I successfully completed my Google Summer of Code project last week. It has been an enriching journey and I am both delighted and saddened upon the conclusion. My project started of as creating a dashboard for TCIA but ended up being much bigger: A Data Visualization Engine.
The initial few weeks were spent mainly on prototyping and running benchmark tests to push dc.js and crossfilter to their limits. We soon realized that dc.js approach of doing everything: loading, filtering and rendering on the client side would not work for the scales of data that we needed. We shifted the loading and filtering part to the server and created a communication mechanism using AJAX.

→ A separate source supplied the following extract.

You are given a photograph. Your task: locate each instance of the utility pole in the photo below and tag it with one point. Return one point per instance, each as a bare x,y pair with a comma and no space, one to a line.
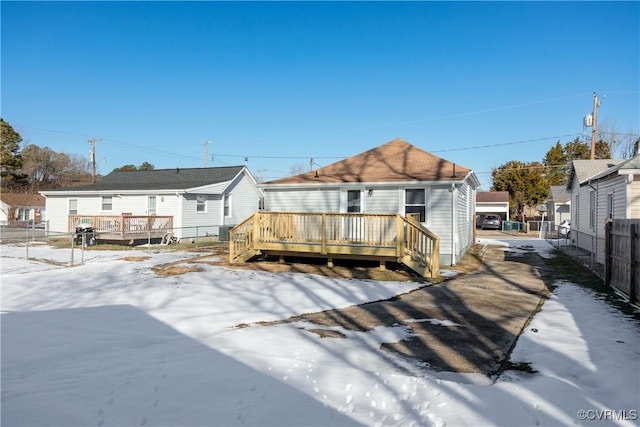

The biggest challenges we faced were
- Handling the large scale of the data. Our system can handle millions of records having 15-20 attributes. We are trying to handle further larger datasets
- Making the system generic enough to be easily configured to handle any sorts of data. An author needs to configure only 4 files namely: dataSource.json, dataDescription.json, interactiveFilters.json, visualization.json to create his/her own dashboard.
My mentor was Ashish Sharma, who is an assistant professor at Emory University. It was an amazing experience to work with him. We talked every week using Google hangouts. We'd often use the drawing tools, especially during the early stages, to develop prototypes.
We are hoping to extend the project and submit research papers on the how the system can be used as a generic visualization engine to visualize multivariate data.